Now it’s time to bevel the edges to make it look like a blade instead of a block of foam. Take a sharpie and draw a smooth line on the flat of the blade. Keep the line parallel to the end of the foam, but roughly 3/4 to an inch away from the edge. Pick a distance and make it consistent the entire way. If your blade is 2 inches wide, ¾ inch is the maximum width you can use for the bevel. Any more than that and your core will be too close to the edge of the foam. If you have a blade that’s wider than two inches, you have a bit more freedom here and can make adjustments for aesthetics. You’ll use this line as one of your cutting guides. The other will be the line of glue one the edge of the blade where this outer layer of foam meets the inner layer. Now take a brand new razor blade (it needs to have that perfect sharpness of a new blade, or it’ll be a pain in the rear!), and use those two lines as guides for your bevel. Make the cut as smooth as you can. There’s a knack to it that just takes practice… Your first one is going to look rough, they all do. Make this cut on all four corners of the foam block, and you’ll have a nice looking blade shape to your weapon.
You may notice that the imperfections in your cuts are really going to be noticeable when you tape it together. You should use sandpaper on all the edges before you tape it. This will make the weapon look better, and soften the foam a bit, too. Use a medium to fine grade of sandpaper, or you’ll dig into the foam and ruin it. This foam gouges pretty easily, so go light and slow. You’ll probably have the most luck by using a sanding block or taping the sandpaper down on a smooth surface and drawing the beveled edges back and forth across it. Like you’re sharpening a blade… Cause you are. This will produce a lot of fine foam dust, so you should wear a breathing mask if you don’t want to inhale it.
Once the imperfections are sanded out of the blade, you should cut 2 to 3 inches off the tip of the blade. The tip you just cut off is coincidentally the exact shape you’ll need to cut out of open cell foam for the thrusting tip! So take another new razor blade and get to carving.

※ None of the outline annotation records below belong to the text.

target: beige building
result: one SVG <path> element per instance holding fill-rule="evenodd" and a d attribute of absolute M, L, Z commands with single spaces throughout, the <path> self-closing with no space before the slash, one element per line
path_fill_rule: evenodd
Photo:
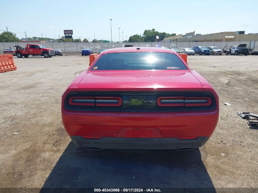
<path fill-rule="evenodd" d="M 248 41 L 258 40 L 258 34 L 244 34 L 245 32 L 225 31 L 205 35 L 195 35 L 195 31 L 164 38 L 162 41 Z"/>

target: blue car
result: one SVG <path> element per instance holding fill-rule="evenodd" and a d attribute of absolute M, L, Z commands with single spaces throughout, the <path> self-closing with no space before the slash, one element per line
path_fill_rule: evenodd
<path fill-rule="evenodd" d="M 85 48 L 82 50 L 82 56 L 84 55 L 89 55 L 90 54 L 93 54 L 93 52 L 90 48 Z"/>
<path fill-rule="evenodd" d="M 204 54 L 204 55 L 209 55 L 210 54 L 210 50 L 205 46 L 194 46 L 193 48 L 193 49 L 194 51 L 195 54 L 198 54 L 200 55 Z"/>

When you have the tip carved to your satisfaction, use double-sided carpet or duct tape to affix the tip to the end of the blade.
Now it’s time to tape it. Use as little tape as possible, and apply it in long strips along the length of the blade… The more tape you use, the heavier and harder your weapon will come out. The “Mainstays” brand from Wal-Mart is recommended. It’s light and sticky, and that’s what you’re looking for in tape to use for boffer weapons. The thicker, heavier tapes don’t stick as well to the foam, and don’t give as much, which results in harder weapons that the tape peels off of.
The nice thing about this style of weapon making is that you have the freedom to make your blade truly unique. You can make a leaf blade, a Chinese war sword, a machete, or anything you can imagine. It’s all down to what you can cut and tape well. Just make sure you always have at least a half-inch of foam surrounding the entire core. That’s the only restriction unique to this design. You still have to meet the safety requirements of standard boffer weapons (a two inch open-cell thrusting tip and a foamed pommel), of course.